Od wyroku sądu pierwszej instancji apelację złożyła zarówno prokuratura, oskarżony, jak i obrońca oskarżycieli posiłkowych (rodzina żony Andrzeja K.). Śledczy chcieli zaostrzenia kary. Prokurator uważa, że zbrodnia została dokonana ze szczególnym okrucieństwem, a sam oskarżony próbował także zabić innych członków rodziny. Prokurator żąda dla mieszkańca Grabówki dożywocia. Tak samo wnioskują pokrzywdzeni domagając się dodatkowo 400 tys. zł zadośćuczynienia. Sam Andrzej K. domaga się uniewinnienia od najpoważniejszych zarzutów otrucia teściowej chlorkiem rtęci.
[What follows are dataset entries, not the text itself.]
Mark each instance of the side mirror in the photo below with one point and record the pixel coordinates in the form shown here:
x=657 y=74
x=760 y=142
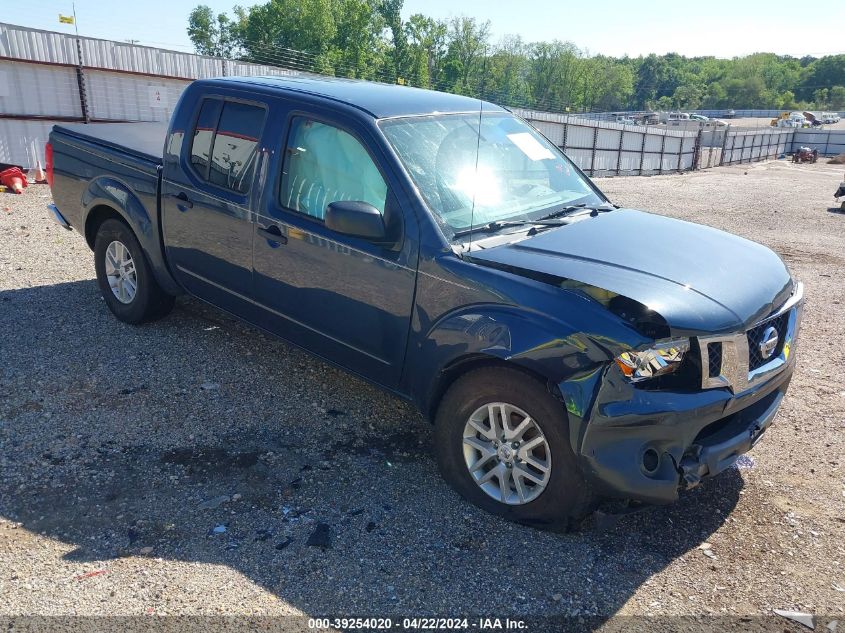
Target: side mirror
x=355 y=218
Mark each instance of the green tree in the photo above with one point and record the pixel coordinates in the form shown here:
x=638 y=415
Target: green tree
x=427 y=45
x=391 y=12
x=210 y=34
x=837 y=98
x=468 y=43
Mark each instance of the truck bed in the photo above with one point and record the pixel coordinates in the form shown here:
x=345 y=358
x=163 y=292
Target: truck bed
x=141 y=140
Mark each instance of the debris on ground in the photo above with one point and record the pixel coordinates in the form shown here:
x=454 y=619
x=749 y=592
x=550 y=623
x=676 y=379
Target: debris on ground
x=321 y=536
x=216 y=502
x=800 y=617
x=744 y=462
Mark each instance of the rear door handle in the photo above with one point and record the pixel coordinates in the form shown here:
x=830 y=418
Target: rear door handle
x=184 y=202
x=273 y=234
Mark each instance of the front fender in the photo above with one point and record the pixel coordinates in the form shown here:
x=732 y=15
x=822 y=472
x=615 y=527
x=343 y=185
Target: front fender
x=544 y=346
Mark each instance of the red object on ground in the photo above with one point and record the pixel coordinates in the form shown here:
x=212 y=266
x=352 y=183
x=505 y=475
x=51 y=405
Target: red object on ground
x=14 y=179
x=40 y=176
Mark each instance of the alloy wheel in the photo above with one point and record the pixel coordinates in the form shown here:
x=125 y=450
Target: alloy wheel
x=506 y=453
x=120 y=272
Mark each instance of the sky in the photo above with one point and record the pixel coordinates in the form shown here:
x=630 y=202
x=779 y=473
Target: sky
x=610 y=27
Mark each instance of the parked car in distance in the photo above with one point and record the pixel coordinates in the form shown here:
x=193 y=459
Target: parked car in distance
x=443 y=249
x=670 y=117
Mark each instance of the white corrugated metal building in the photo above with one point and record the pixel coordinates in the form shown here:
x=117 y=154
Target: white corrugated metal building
x=39 y=84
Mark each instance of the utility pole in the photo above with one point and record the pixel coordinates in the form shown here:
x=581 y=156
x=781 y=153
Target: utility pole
x=80 y=72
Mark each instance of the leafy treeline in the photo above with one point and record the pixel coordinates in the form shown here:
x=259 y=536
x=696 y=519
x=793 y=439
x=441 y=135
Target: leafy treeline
x=368 y=39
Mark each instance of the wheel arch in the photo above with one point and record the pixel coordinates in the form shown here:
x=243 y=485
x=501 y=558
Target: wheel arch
x=95 y=218
x=109 y=198
x=464 y=365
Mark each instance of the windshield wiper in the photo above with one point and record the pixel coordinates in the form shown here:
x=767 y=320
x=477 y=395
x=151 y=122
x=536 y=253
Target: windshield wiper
x=572 y=208
x=496 y=225
x=546 y=220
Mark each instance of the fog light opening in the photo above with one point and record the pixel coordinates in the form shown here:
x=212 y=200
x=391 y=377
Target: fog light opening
x=651 y=461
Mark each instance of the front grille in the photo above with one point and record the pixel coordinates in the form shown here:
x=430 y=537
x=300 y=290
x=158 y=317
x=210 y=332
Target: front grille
x=755 y=334
x=714 y=359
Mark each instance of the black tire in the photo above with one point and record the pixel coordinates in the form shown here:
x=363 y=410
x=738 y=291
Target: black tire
x=150 y=301
x=567 y=498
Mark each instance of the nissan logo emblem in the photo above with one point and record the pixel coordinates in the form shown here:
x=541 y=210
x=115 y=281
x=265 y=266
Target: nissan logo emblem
x=768 y=343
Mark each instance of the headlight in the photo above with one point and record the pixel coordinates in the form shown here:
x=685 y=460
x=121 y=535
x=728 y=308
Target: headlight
x=664 y=358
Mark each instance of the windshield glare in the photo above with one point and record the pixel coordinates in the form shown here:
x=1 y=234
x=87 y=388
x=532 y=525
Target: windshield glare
x=506 y=172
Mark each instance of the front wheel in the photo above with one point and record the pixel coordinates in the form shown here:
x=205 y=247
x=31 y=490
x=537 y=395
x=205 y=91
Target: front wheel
x=502 y=442
x=126 y=282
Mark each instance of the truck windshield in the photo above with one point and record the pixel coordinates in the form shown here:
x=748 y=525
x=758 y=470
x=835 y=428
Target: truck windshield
x=471 y=175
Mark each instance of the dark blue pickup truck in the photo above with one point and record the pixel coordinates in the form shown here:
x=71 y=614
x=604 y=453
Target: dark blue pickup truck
x=566 y=349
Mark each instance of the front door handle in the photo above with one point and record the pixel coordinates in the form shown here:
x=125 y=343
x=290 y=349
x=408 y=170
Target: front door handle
x=184 y=202
x=273 y=234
Mężczyzna nie przyznaje się do winy - mówi, że jest elektrykiem i nie ma nic wspólnego z substancjami chemicznymi.

Podczas ostatniej rozprawy zeznawał biegły onkolog (u teścia Andrzeja K. wykryto bowiem raka płuc). Lekarz nie umiał jednoznacznie określić czy to przyczyniło się do śmierci mężczyzny. Kolejna rozprawa odbędzie się na początku czerwca.